The uncertainty and sensitivity analysis of the TBSpectr model was performed as described in [57]. We used a Latin hypercube sampling (LHS) technique to generate 1000 different parameter sets representative of the parameter space (sampling-based method). Parameters between the values shown in Table 2 were explored. The partial rank correlation coefficient (PRCC) was computed at each time step for each of the parameters and susceptible, exposed, infected, recovered and total populations, as were the annual incidence and death rates. We also computed the final PRCC rates between input parameters and TB clearance and community extinction, using discrete resolution (see below). This analysis allowed for the assessment of the individual effect of each parameter on each outcome, with a linear ruling out of the effects of the uncertainty on the rest of the parameters.

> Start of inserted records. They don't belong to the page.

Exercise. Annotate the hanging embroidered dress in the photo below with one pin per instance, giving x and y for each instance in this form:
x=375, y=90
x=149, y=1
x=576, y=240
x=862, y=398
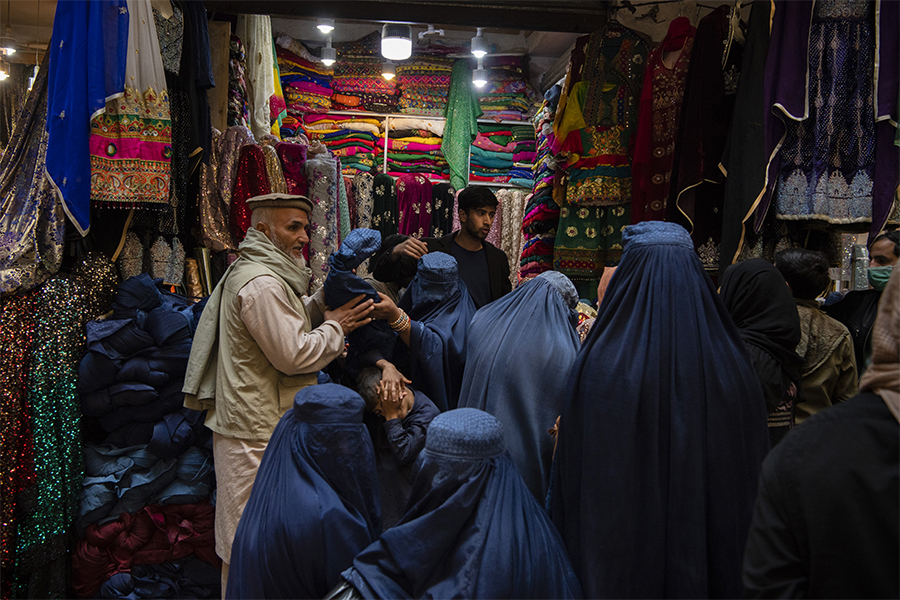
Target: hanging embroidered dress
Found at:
x=660, y=113
x=697, y=192
x=131, y=142
x=599, y=123
x=827, y=168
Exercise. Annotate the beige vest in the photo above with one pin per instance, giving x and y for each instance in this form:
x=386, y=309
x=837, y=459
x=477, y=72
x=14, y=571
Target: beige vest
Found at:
x=251, y=394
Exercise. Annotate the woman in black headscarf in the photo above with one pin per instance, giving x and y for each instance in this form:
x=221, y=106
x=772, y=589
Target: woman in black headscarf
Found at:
x=765, y=313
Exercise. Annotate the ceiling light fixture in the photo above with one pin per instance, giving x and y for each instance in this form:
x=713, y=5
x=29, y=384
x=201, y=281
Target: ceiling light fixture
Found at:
x=480, y=47
x=326, y=26
x=388, y=70
x=34, y=72
x=8, y=42
x=329, y=54
x=396, y=41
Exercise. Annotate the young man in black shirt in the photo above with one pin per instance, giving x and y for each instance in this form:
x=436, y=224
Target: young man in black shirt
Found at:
x=483, y=267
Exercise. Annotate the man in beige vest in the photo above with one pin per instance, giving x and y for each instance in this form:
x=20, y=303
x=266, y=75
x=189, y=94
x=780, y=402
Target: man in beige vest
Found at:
x=259, y=341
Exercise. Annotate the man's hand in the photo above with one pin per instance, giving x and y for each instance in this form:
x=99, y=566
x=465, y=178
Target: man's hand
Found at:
x=352, y=315
x=393, y=383
x=390, y=407
x=409, y=247
x=386, y=309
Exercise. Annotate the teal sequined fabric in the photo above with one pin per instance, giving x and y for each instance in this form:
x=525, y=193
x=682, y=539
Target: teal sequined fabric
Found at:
x=32, y=224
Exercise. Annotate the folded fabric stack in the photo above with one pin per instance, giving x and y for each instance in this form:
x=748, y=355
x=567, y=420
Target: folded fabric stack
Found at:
x=414, y=151
x=504, y=97
x=148, y=480
x=125, y=480
x=185, y=578
x=358, y=83
x=492, y=154
x=424, y=83
x=542, y=213
x=238, y=111
x=352, y=138
x=306, y=84
x=152, y=536
x=524, y=155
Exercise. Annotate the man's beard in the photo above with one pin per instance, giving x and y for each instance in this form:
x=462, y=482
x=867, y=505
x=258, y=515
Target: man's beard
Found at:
x=286, y=248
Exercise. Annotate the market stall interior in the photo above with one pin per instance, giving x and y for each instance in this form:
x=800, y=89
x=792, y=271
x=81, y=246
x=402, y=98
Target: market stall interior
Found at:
x=139, y=137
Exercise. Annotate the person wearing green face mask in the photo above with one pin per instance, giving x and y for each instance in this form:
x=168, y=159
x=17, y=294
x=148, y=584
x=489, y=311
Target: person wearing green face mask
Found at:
x=857, y=310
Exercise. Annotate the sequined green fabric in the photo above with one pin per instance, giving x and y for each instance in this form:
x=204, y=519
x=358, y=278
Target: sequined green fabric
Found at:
x=32, y=222
x=462, y=126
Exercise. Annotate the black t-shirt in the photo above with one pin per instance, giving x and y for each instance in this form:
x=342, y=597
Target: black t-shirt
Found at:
x=474, y=273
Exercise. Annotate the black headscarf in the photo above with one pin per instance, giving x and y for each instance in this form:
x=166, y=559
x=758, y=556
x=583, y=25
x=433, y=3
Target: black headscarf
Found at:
x=759, y=301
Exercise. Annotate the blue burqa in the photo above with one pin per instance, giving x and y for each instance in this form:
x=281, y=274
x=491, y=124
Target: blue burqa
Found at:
x=343, y=285
x=662, y=435
x=521, y=348
x=87, y=68
x=472, y=529
x=314, y=503
x=440, y=310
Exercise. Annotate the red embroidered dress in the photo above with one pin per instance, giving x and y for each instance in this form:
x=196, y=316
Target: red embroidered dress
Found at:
x=660, y=114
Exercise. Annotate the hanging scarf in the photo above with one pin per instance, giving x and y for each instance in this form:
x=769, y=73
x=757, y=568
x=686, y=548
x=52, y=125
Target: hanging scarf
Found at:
x=462, y=126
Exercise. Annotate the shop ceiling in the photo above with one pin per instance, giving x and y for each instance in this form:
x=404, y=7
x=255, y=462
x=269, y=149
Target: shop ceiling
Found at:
x=30, y=22
x=575, y=16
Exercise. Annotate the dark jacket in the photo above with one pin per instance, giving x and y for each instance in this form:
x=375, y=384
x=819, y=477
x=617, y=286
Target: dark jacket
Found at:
x=856, y=311
x=826, y=518
x=402, y=271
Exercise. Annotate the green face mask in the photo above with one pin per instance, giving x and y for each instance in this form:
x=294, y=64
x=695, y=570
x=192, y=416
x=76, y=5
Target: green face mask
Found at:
x=878, y=277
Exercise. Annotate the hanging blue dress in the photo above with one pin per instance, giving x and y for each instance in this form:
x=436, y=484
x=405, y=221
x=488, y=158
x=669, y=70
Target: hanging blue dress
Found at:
x=87, y=67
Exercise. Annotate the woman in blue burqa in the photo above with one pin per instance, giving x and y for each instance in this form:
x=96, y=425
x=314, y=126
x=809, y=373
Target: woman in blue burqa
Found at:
x=314, y=503
x=433, y=349
x=472, y=528
x=520, y=349
x=662, y=434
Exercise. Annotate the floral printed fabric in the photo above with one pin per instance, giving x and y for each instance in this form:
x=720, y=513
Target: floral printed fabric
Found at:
x=321, y=172
x=414, y=205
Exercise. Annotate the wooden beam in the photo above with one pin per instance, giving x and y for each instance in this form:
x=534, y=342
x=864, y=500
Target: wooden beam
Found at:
x=574, y=16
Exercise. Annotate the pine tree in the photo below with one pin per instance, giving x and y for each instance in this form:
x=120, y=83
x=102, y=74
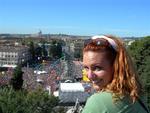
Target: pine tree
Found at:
x=17, y=80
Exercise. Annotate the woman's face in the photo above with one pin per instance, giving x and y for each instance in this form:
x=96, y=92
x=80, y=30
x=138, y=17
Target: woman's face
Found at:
x=99, y=69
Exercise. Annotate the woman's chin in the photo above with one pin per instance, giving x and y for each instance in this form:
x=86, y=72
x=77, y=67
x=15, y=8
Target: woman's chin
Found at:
x=96, y=87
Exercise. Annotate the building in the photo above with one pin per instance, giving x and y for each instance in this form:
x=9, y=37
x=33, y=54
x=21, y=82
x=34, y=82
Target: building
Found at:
x=11, y=56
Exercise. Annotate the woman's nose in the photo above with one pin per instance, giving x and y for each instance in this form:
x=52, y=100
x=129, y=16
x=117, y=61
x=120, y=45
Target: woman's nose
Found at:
x=90, y=74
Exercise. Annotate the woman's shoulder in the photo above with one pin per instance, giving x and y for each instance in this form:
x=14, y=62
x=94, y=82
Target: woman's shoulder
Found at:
x=104, y=102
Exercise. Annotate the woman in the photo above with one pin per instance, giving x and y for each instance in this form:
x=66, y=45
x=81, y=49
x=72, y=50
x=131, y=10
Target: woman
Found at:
x=110, y=69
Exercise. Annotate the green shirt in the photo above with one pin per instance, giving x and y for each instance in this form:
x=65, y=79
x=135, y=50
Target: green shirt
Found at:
x=103, y=103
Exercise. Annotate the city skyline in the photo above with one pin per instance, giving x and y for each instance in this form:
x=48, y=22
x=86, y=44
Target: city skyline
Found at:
x=77, y=17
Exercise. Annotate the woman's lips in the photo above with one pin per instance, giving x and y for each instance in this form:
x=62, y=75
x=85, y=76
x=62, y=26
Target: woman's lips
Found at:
x=97, y=81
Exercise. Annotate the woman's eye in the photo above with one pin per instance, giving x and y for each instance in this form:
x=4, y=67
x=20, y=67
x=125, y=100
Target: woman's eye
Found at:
x=86, y=68
x=97, y=68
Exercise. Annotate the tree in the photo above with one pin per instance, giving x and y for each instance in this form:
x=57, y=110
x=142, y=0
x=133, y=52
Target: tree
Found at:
x=140, y=52
x=32, y=50
x=17, y=80
x=37, y=101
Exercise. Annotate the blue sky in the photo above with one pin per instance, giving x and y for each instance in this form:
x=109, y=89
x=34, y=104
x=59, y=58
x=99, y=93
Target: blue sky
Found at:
x=76, y=17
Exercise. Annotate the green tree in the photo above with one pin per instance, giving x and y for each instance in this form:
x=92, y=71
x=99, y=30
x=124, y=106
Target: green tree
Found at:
x=22, y=101
x=32, y=50
x=140, y=52
x=17, y=80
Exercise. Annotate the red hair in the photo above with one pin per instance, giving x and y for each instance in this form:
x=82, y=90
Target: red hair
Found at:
x=125, y=79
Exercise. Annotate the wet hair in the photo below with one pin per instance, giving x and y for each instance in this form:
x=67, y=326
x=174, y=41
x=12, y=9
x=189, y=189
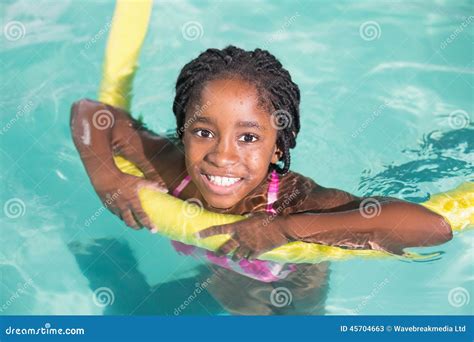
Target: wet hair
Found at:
x=276, y=90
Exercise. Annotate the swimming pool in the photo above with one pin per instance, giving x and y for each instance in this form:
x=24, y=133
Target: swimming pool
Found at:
x=387, y=107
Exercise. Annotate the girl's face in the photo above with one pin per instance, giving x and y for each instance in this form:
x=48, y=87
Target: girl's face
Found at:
x=229, y=142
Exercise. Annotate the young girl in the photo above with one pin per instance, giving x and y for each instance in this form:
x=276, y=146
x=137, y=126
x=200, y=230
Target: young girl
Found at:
x=237, y=115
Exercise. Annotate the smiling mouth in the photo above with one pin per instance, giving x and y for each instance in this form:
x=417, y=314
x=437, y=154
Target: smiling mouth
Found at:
x=221, y=185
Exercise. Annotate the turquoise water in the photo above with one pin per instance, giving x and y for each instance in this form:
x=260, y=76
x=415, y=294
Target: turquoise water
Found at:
x=387, y=101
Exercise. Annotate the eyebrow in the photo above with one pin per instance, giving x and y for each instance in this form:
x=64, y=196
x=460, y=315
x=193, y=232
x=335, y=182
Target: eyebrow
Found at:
x=251, y=124
x=248, y=124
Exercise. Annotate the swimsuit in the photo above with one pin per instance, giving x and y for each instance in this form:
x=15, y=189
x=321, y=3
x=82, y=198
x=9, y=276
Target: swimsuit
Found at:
x=266, y=271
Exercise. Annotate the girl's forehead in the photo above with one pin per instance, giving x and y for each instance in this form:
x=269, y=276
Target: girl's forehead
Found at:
x=232, y=97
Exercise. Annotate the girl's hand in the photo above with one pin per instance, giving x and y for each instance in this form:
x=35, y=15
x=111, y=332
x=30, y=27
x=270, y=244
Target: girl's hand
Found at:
x=250, y=237
x=119, y=193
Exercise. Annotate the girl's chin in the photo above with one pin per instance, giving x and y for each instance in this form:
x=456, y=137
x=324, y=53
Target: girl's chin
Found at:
x=219, y=204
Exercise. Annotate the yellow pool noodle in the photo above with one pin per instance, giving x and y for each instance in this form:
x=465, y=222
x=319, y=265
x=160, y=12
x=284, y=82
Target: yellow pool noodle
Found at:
x=179, y=220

4.3. Continuous and Discrete Resolution of the Models

The continuous TBSpectr model was numerically integrated with MATLAB using the Euler method, with an integration step of 1/10 years. As a result of the integration, we obtained the dynamics of each of the model’s variables.

As we discussed in our previous paper [23], the limited size of some of the communities studied suggests the suitability of exploring a discrete resolution of the model, using natural numbers to describe the variable dynamics. With such discrete resolution, which was also based on the Euler integration method, we converted each of the flows at each integration step into a natural number using Poisson random distribution. This use of randomness on the flow rounding makes it possible that two communities with the same initial conditions and model parameters diverge in their evolution. In particular, there is a chance that a certain community achieves clearance of the infection, while other communities remain affected by TB or can even become extinct because of the pathogen.